Might be something to look into if you haven’t solved THAT particular mystery yet…
I’m glad to hear your opinion on this.
I keep thinking I should want to get a CGM, but I just keep putting off thinking more about it.
We did the iPro a while back and it completely traumatized my daughter. She is not used to having a medieval device used for insertion (like with some pumps) because we use the OmniPod. Insertion of the iPro was painful, she bled, and she screamed. Because of the insertion experience she says she does not ever want to wear a CGM.

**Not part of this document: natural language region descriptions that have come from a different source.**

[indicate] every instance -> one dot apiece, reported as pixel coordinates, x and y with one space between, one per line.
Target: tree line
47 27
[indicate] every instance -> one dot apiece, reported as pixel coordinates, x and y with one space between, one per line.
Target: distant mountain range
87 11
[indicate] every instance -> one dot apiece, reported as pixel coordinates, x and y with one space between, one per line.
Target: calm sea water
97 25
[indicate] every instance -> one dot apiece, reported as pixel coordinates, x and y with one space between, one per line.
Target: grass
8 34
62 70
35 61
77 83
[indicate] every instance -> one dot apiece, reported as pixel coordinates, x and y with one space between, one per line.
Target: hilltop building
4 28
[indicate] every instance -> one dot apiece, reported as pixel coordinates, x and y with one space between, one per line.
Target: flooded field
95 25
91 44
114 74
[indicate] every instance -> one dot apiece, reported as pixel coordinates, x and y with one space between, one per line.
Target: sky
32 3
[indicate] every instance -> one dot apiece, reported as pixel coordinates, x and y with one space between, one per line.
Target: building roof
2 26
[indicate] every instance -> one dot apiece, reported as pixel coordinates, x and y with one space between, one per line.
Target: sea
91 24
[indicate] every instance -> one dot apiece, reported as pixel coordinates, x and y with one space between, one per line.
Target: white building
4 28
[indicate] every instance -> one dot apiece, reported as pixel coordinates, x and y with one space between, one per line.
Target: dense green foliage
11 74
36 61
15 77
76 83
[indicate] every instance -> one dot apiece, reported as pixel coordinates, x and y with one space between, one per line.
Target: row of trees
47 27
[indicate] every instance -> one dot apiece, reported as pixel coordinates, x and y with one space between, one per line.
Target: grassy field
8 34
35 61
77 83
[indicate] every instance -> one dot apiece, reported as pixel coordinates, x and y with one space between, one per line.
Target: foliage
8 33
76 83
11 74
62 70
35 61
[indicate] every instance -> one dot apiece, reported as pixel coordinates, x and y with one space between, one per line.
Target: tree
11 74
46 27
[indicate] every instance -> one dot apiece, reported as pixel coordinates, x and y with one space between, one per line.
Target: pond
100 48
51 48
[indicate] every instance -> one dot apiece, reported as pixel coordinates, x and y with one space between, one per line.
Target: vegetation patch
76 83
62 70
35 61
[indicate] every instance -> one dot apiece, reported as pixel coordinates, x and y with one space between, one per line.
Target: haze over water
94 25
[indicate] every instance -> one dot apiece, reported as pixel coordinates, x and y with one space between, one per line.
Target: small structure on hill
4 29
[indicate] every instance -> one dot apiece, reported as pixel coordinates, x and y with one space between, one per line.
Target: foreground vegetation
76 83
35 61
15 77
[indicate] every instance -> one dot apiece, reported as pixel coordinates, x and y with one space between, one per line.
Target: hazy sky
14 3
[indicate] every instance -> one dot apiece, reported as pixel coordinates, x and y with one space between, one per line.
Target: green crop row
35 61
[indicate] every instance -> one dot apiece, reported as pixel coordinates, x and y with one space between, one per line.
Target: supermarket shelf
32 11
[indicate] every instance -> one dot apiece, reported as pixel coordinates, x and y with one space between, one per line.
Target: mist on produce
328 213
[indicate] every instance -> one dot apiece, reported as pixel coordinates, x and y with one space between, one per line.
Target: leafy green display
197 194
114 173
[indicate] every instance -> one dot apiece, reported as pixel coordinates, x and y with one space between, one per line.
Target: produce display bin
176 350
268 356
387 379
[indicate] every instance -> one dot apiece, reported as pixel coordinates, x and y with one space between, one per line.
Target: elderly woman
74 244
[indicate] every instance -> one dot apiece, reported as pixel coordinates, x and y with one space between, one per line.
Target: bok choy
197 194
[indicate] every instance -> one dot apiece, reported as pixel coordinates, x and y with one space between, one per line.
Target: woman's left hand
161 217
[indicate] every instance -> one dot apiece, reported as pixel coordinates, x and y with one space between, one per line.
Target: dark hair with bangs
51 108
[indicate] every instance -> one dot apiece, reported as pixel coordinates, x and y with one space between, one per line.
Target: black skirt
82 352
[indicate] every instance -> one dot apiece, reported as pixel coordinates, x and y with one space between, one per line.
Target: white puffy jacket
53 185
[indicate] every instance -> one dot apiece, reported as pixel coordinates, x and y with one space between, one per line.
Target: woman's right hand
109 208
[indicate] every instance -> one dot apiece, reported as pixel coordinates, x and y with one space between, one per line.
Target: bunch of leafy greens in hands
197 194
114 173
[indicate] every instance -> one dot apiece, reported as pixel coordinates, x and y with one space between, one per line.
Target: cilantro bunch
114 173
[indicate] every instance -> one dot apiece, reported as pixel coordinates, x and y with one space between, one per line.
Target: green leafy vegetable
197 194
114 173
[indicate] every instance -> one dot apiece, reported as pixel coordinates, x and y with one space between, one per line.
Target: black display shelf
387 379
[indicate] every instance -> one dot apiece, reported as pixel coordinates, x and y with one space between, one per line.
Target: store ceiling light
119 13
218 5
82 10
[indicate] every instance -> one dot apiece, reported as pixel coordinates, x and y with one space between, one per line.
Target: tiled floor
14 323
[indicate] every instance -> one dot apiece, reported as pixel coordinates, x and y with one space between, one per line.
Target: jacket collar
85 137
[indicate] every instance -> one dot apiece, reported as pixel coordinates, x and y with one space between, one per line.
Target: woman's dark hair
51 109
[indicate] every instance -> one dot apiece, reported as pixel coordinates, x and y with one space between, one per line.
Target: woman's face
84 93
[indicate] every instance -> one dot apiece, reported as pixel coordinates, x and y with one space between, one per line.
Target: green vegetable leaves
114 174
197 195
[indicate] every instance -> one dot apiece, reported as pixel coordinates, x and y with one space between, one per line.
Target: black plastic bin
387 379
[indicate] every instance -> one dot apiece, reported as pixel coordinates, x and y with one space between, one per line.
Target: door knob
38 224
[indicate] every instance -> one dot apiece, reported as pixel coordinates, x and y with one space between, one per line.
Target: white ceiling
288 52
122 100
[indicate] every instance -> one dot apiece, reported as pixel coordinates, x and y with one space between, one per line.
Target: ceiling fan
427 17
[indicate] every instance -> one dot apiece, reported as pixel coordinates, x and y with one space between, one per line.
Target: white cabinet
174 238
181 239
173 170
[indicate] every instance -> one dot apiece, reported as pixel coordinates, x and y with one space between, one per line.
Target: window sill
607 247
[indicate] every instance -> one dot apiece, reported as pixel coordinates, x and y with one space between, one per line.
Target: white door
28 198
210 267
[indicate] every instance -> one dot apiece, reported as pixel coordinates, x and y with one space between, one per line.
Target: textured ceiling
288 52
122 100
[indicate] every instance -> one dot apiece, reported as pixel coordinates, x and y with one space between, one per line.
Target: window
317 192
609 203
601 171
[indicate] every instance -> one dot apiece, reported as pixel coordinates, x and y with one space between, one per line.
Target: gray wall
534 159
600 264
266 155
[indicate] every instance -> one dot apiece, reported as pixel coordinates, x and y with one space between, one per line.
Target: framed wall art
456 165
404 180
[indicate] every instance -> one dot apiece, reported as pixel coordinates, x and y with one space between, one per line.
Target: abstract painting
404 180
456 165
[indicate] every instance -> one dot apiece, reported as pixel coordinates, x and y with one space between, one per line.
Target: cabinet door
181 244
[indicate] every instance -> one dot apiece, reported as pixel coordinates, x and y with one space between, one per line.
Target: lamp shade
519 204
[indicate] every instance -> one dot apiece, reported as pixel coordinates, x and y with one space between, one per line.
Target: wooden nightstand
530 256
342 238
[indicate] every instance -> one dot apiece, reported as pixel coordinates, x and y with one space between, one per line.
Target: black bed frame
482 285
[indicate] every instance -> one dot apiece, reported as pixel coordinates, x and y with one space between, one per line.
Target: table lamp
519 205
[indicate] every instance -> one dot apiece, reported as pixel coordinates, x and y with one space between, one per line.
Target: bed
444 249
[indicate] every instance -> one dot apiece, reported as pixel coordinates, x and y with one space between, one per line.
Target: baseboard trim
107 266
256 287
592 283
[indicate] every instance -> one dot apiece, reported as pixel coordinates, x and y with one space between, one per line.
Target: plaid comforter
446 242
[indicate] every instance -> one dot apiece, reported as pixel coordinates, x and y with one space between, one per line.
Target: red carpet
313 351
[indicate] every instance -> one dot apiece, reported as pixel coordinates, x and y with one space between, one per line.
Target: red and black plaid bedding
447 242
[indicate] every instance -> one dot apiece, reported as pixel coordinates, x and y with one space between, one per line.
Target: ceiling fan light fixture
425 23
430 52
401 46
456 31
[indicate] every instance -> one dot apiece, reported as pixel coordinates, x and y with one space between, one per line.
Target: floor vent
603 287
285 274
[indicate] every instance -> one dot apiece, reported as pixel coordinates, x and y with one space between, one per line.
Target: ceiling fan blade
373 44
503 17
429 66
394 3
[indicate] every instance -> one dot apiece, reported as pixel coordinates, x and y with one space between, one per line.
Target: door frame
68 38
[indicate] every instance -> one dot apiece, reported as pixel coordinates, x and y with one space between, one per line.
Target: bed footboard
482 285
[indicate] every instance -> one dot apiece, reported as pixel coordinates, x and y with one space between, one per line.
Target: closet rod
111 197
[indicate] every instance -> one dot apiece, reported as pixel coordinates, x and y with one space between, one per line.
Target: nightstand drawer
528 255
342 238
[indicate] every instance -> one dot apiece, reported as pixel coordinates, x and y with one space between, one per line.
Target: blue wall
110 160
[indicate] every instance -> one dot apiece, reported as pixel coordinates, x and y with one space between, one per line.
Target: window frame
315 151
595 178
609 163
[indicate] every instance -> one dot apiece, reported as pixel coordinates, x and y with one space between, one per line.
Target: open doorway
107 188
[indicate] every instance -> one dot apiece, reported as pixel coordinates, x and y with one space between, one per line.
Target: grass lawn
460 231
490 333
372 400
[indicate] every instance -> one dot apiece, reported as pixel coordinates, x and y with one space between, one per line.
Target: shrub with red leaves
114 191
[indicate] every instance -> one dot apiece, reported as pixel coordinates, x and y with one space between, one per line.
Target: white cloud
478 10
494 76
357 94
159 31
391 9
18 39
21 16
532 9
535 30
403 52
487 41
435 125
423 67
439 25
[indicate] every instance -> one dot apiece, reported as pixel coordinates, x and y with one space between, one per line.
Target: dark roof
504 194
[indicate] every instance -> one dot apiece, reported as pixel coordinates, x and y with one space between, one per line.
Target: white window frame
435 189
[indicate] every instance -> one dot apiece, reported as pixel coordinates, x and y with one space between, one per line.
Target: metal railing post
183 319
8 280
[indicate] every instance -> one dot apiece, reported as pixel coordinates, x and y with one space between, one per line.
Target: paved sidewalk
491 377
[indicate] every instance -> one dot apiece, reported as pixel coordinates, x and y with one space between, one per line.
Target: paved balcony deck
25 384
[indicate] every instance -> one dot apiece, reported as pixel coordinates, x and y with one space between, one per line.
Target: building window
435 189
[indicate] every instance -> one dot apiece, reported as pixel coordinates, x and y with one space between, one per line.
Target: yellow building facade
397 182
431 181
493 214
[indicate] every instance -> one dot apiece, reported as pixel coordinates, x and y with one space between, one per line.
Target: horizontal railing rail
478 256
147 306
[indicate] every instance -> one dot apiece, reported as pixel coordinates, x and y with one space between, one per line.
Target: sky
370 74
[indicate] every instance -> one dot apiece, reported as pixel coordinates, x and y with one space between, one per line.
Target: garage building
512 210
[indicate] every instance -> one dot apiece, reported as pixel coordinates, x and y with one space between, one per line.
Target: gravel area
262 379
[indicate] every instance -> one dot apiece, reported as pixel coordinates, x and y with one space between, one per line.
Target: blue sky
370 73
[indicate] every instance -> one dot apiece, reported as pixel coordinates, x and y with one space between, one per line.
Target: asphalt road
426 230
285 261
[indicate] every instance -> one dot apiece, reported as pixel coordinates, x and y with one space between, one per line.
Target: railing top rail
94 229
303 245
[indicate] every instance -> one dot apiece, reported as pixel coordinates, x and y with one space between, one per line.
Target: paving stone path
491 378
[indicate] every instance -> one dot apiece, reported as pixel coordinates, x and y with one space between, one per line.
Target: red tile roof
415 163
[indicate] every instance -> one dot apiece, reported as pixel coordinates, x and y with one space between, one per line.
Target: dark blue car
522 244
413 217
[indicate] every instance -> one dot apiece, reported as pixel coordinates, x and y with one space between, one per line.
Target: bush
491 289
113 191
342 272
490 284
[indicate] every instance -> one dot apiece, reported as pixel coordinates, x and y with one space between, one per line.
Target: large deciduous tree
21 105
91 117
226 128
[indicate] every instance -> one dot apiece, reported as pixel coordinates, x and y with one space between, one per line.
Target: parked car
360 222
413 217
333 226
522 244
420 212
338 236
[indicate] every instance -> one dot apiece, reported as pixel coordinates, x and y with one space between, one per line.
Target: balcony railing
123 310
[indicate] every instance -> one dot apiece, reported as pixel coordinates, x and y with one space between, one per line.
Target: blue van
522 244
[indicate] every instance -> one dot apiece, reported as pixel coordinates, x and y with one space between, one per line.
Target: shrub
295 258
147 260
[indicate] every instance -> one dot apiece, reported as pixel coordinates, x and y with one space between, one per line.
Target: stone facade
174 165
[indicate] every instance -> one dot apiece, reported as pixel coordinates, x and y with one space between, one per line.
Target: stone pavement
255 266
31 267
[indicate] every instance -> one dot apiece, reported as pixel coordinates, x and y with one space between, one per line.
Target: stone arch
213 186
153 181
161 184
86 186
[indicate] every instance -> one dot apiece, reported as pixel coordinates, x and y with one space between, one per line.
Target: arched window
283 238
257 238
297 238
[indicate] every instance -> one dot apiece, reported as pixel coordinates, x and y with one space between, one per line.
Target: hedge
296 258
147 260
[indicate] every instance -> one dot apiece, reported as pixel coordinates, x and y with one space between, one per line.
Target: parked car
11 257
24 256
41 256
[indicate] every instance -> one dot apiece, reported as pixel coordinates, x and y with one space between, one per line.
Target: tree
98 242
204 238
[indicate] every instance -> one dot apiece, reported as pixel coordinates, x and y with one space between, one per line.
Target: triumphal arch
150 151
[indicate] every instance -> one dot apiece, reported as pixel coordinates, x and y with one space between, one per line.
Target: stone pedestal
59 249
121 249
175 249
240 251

I’m waiting for OmniPod and CGM integration because only then will I consider it. And that itself poses an inconvenience because currently she doesn’t have her PDM on her person every minute of the day. We only take it out of her supply bag when needed.
Of course there are times, like in the middle of the night, that I wish she had a CGM. But I also know how OCD I can be and I think it might be TMI for me.
wow, i am sorry to hear that. i wish you loved it like i do! i has lowered my A1C considerably. i can’t imagine what i’d do without it!
I wonder if part of your problem with lag time has to do with wearing the Dexcom on your arm (remember the issue with alternate site bg testing). Just a thought. For those who had a painful/bloody sensor experience, my patients do report that this varies considerably with brand of CGM. The comment about dermographia is very insightful.
Thanks. I learn so much from your blog.
I think I would rather have my CGM than an insulin pump. I wear both and love both but the information the Dexcom gives me is so much more important for my health.
I don’t even need numbers if I can see trends. It makes my fingerstick numbers come alive!
But as always, to each his or her own!!!
I have a love/hate relationship with my Dexcom. At first when I got it I had high hopes that it would make managing my diabetes lots easier. To some extent that is true. OTH…..many of the same reasons Amy has mention apply to me also. My skin is very sensitive to adhesives plus I’m just tired of having ‘one more thing’ to manage and keep track of. Maybe I just need a CGM holiday.
While using a CGM for 8 months last year, I felt like a volunteer in a trial run of a new product. Surely this could not be a device that was approved by the AMA. So many errors and such difficulties were involved. I could get reasonably close agreement with my glucometer about 60% of the time, but when I was outside my comfort range (70-130) the CGM gave me wild numbers most of the time. I wanted a CGM that would warn me when I was outside my range, but it was not accurate at those times, so I felt it was a useless device for me. False alarms at night that kept my wife and me awake forced me to turn off the CGM and use it only during the day. Then we were informed that our insurance would not cover the CGM as of November 1, 2010. It was almost a relief. I have not used the CGM since that time.
I am especially concerned about the automatic pancreas (AP) that I have heard so much about. Certainly a CGM will be an integral component of that device. The AP is supposed to feed us insulin when we are experiencing high blood sugar, and glucagon when we are experiencing low blood sugar. That sounds fantastic, but what is the component that will determine when we are low, or high? A CGM, of course. If the CGM component in the AP is no more accurate than the CGM I have used, then the AP could give us insulin when we are not high, and glucagon when we are not low. That scares me!!!